Lo dice la sentenza del giudice Margherita Bossi del tribunale del lavoro di Genova

Professore licenziato perché straniero:
«torni a insegnare»

 Alessandra Fava, il manifesto 23.1.2010

GENOVA
Dovrà essere reinserito nella graduatoria, ricevere un risarcimento per danni morali e materiali e tornare ad insegnare un docente licenziato due anni fa da una scuola media di Cornigliano, solo perché nato in Marocco e privo allora della cittadinanza italiana. Lo dice la sentenza del giudice Margherita Bossi del tribunale del lavoro di Genova, al quale è ricorso Simohamed Kaabour assistito dall'avvocato Alessandra Ballerini.

Bossi ha deciso che il ministero dell'istruzione dovrà risarcire il danno morale e materiale e reintegrare il docente sul posto di lavoro, in quanto «non si può discriminare un insegnante perché non italiano» come si legge nella sentenza. «E' una sentenza che farà giurisprudenza per tanti immigrati di seconda generazione - dice Ballerini - e ha sancito che è discriminatorio escludere dall'accesso al pubblico impiego i lavoratori extracomunitari. Il ministero si è difeso con le unghie. Ma il giudice ci ha dato ragione ed è la prima volta in questo tipo di processi, almeno quelli di cui sono a conoscenza, che viene riconosciuto il danno morale. In particolare nella sentenza si legge che il danno morale viene riconosciuto perché è stato 'leso un diritto fondamentale della persona'».

La decisione di allontanare il giovane marocchino, che oggi ha 28 anni, fu presa nel dicembre del 2007 giocando sul fatto che il ragazzo allora non aveva ancora la cittadinanza italiana, nonostante sia in Italia dall'età di dieci anni e avesse conseguito qui, all'università di Genova, la laurea in lingua araba e francese.

«Ho compilato il modulo per la graduatoria, convinto che non fosse essenziale il requisito della cittadinanza italiana - aveva spiegato subito dopo il licenziamento Kaabour - Quando mi hanno chiamato pensavo di essere stato scelto perché sono un insegnante qualificato. Avevo cominciato già da un mese a lavorare come supplente di lingua francese alla scuola media Volta-Gramsci di Cornigliano. Per puro caso, però, la scuola si accorse che sono di origine marocchina e non ho la cittadinanza italiana. Quel giorno stesso il mio contratto è stato sciolto e il registro degli studenti mi è stato tolto perché secondo la normativa in vigore io non posso insegnare». Il direttore dell'istituto decise infatti di «emettere un decreto di decadenza», insomma mandarlo via. E così Simohamed venne anche cancellato dalle graduatorie.
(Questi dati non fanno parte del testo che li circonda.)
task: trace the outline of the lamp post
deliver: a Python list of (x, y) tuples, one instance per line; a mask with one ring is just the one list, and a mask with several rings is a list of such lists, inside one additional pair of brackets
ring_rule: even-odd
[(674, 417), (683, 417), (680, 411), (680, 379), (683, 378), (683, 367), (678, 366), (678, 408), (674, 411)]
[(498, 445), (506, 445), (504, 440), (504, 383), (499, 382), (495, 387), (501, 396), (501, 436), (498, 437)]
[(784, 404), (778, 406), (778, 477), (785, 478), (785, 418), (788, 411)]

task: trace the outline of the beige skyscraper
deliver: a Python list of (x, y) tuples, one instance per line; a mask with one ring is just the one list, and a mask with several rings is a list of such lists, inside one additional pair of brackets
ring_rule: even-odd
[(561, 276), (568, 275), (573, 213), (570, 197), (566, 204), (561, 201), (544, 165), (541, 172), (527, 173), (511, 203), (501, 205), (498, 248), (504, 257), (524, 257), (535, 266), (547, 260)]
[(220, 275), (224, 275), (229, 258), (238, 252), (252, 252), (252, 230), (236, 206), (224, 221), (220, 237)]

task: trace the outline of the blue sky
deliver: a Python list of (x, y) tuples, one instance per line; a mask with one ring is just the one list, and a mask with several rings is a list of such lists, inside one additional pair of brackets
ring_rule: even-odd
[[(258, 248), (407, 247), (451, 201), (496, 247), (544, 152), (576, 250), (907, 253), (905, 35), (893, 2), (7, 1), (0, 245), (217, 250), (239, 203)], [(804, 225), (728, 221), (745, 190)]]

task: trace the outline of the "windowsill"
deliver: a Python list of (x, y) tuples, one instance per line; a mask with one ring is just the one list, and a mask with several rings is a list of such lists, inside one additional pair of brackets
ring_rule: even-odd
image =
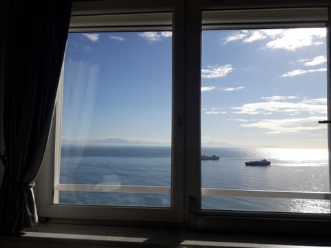
[[(0, 246), (126, 247), (331, 247), (327, 236), (192, 231), (180, 229), (41, 223), (19, 237), (3, 236)], [(39, 247), (39, 246), (37, 246)]]

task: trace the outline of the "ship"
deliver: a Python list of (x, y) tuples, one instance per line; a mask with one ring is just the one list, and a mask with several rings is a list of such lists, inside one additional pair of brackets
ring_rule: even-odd
[(245, 162), (245, 165), (253, 165), (253, 166), (265, 166), (265, 165), (270, 165), (270, 164), (271, 164), (271, 162), (267, 161), (266, 159), (262, 159), (261, 161), (257, 161)]
[(201, 160), (219, 160), (219, 156), (212, 155), (212, 156), (205, 156), (201, 155)]

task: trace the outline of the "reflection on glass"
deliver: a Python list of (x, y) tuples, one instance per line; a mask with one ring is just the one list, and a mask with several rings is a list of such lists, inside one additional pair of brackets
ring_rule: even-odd
[[(201, 160), (202, 187), (329, 192), (328, 130), (318, 123), (326, 67), (325, 28), (203, 31), (201, 154), (219, 158)], [(329, 200), (211, 196), (202, 206), (330, 210)]]
[[(59, 203), (171, 205), (170, 194), (157, 189), (121, 192), (126, 185), (171, 184), (171, 32), (69, 34)], [(87, 186), (81, 191), (80, 185)]]

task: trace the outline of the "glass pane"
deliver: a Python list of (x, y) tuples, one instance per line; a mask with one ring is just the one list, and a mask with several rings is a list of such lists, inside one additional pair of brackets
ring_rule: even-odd
[[(171, 32), (69, 34), (59, 183), (74, 185), (61, 187), (59, 203), (170, 206), (170, 194), (126, 193), (121, 187), (171, 185)], [(77, 185), (90, 186), (81, 192)], [(100, 185), (114, 187), (99, 192)]]
[[(327, 119), (326, 29), (203, 31), (202, 41), (202, 187), (329, 192), (327, 125), (318, 123)], [(330, 212), (329, 200), (314, 199), (204, 196), (202, 206)]]

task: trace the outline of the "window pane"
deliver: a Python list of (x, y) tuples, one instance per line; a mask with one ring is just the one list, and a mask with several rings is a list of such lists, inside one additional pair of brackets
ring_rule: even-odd
[[(318, 123), (327, 119), (326, 29), (203, 31), (202, 41), (202, 187), (329, 192), (327, 125)], [(203, 196), (202, 207), (325, 213), (330, 200)]]
[[(170, 206), (170, 193), (157, 187), (171, 184), (171, 32), (69, 34), (59, 203)], [(79, 185), (88, 186), (82, 192)], [(128, 185), (147, 188), (123, 192)]]

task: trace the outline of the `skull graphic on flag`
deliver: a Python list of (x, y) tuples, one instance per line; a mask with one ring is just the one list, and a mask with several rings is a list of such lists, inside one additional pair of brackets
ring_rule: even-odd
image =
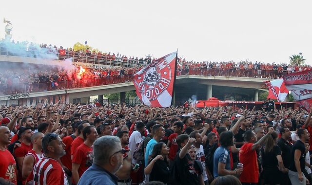
[(136, 94), (146, 105), (168, 107), (171, 104), (176, 52), (152, 62), (135, 74)]

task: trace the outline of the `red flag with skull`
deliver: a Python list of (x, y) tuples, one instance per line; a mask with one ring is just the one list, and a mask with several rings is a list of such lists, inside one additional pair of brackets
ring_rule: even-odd
[(144, 104), (152, 107), (171, 105), (176, 80), (177, 52), (163, 56), (134, 75), (136, 94)]

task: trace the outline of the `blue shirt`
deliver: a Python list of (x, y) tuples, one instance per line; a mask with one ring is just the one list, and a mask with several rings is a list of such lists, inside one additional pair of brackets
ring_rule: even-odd
[(117, 180), (116, 176), (93, 164), (83, 173), (78, 185), (117, 185)]
[(154, 146), (156, 145), (158, 142), (153, 138), (148, 142), (147, 145), (146, 146), (146, 150), (145, 151), (145, 155), (144, 155), (144, 162), (145, 167), (148, 165), (148, 156), (151, 155), (153, 152), (153, 148), (154, 148)]
[(219, 163), (225, 164), (225, 169), (231, 170), (230, 161), (230, 150), (223, 147), (219, 147), (214, 154), (214, 177), (219, 176), (218, 174), (218, 165)]

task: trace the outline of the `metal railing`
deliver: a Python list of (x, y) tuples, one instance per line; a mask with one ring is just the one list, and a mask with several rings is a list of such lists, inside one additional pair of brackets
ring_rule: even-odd
[(70, 59), (73, 62), (124, 67), (134, 67), (146, 64), (145, 62), (141, 62), (135, 59), (125, 59), (117, 57), (112, 58), (111, 56), (105, 55), (86, 55), (77, 52), (66, 52), (64, 55), (61, 55), (58, 52), (54, 53), (46, 51), (41, 52), (40, 51), (34, 50), (10, 51), (6, 48), (0, 47), (0, 55), (58, 60)]
[[(216, 69), (207, 70), (182, 70), (178, 71), (177, 76), (185, 75), (195, 75), (201, 76), (219, 76), (243, 77), (262, 77), (263, 78), (277, 79), (282, 77), (288, 73), (288, 72), (278, 72), (272, 71), (263, 71), (258, 73), (257, 70), (218, 70)], [(118, 84), (133, 81), (133, 75), (115, 76), (104, 78), (85, 78), (80, 79), (68, 81), (59, 81), (53, 82), (41, 82), (29, 84), (20, 83), (9, 85), (0, 85), (0, 93), (2, 94), (12, 94), (16, 92), (25, 93), (30, 92), (40, 92), (61, 89), (75, 89), (82, 87), (97, 86), (99, 85)]]

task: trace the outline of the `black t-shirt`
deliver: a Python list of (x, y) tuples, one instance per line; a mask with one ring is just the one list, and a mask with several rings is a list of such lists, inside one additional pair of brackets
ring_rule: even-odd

Il giovane insegnate si rivolse allora allo sportello immigrati della Cgil e decise di ricorrere al tribunale del lavoro.
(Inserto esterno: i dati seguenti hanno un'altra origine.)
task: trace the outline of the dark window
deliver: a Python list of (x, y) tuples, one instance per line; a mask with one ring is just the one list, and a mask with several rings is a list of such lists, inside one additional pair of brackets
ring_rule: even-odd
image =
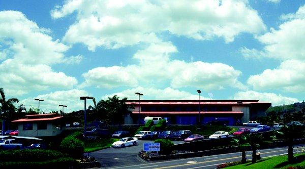
[(33, 130), (33, 123), (23, 123), (23, 130)]
[(39, 123), (37, 124), (37, 130), (48, 129), (48, 124), (46, 123)]

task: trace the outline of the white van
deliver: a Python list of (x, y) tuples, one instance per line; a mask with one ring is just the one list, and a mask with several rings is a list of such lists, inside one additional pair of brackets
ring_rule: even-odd
[[(145, 117), (144, 118), (144, 121), (145, 121), (145, 123), (146, 123), (148, 120), (151, 120), (152, 121), (154, 121), (154, 124), (156, 124), (157, 123), (158, 123), (158, 121), (160, 120), (163, 119), (162, 117)], [(166, 121), (167, 122), (167, 121)]]

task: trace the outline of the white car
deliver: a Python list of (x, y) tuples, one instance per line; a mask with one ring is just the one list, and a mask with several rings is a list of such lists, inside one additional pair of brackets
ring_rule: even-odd
[(223, 138), (229, 137), (229, 133), (224, 132), (224, 131), (219, 131), (216, 132), (214, 134), (210, 135), (208, 138), (210, 139), (218, 139), (218, 138)]
[(138, 139), (141, 139), (144, 135), (147, 135), (149, 134), (150, 134), (151, 132), (150, 131), (140, 131), (136, 135), (135, 135), (135, 137), (137, 138)]
[(128, 146), (135, 146), (138, 144), (139, 141), (135, 137), (125, 137), (112, 144), (112, 147), (125, 147)]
«Nel ricorso abbiamo citato il Testo unico sull'immigrazione che censura le discriminazioni per motivi razziali - spiega l'avvocato Ballerini - abbiamo contestato il decreto ministeriale del 2007 che prevede la cittadinanza italiana fra i requisiti degli insegnanti e ho citato anche la direttiva europea per il principio di parità di trattamento fra le persone indipendentemente dalla razza e dall'origine etnica e la convenzione Oil, l'International Labour Organisation».
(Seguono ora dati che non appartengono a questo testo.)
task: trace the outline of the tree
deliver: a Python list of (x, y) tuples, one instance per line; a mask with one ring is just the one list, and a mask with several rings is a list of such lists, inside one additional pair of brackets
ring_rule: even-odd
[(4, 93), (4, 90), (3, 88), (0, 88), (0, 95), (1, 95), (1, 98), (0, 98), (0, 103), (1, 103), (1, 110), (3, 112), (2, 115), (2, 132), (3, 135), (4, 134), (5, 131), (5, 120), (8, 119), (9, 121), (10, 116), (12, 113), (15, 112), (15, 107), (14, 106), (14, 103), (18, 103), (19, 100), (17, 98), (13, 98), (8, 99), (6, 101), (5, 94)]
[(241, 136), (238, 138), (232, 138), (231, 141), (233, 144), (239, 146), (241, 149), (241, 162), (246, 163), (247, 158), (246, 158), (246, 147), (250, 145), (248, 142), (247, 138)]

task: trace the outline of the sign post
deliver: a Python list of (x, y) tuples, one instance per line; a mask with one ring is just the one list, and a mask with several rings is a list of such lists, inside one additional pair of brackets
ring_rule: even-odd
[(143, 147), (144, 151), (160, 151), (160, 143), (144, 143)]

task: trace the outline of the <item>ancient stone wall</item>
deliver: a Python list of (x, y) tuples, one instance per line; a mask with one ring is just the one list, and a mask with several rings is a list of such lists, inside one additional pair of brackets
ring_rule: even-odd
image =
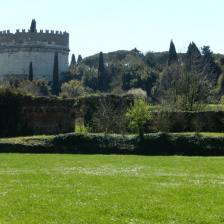
[(52, 81), (54, 54), (58, 53), (59, 73), (68, 70), (69, 34), (54, 31), (0, 32), (0, 79), (24, 77), (33, 64), (34, 79)]

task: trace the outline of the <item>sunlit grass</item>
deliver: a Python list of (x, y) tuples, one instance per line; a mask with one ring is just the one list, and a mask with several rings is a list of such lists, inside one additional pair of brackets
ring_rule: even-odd
[(224, 158), (0, 155), (0, 223), (223, 223)]

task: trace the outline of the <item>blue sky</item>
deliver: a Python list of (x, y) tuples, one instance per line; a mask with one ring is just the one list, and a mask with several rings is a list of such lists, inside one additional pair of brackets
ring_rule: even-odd
[(70, 33), (71, 53), (138, 48), (164, 51), (174, 40), (178, 52), (190, 41), (224, 53), (223, 0), (8, 0), (1, 2), (0, 29)]

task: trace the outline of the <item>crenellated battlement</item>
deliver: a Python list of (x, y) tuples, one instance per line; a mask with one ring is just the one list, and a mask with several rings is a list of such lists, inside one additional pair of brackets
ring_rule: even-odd
[(43, 42), (50, 45), (57, 45), (69, 48), (69, 34), (67, 32), (54, 30), (40, 30), (38, 32), (30, 32), (30, 30), (19, 30), (11, 33), (10, 30), (0, 31), (0, 46), (23, 45)]
[(55, 53), (59, 74), (68, 70), (69, 34), (36, 29), (32, 20), (29, 30), (0, 31), (0, 80), (11, 75), (27, 77), (32, 62), (34, 79), (53, 80)]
La storia di Simohamed illustra perfettamente quanto sia estenuante ottenere la cittadinanza italiana anche dopo ricongiungimenti familiari. Lui ha fatto domanda nel 2005 e ottenuto una risposta nel marzo del 2009. Sua sorella ha fatto domanda nel 2002 ed è stata chiamata a giurare sulla bandiera italiana nel 2007, mentre gli altri due ne sono ancora privi. «Con norme così è anche difficile quale applicare - ha concluso l'avvocato - Il giudice ha rimesso ordine nel sistema normativo, stabilendo delle priorità». Chissà quanti potranno avvalersi della sentenza genovese.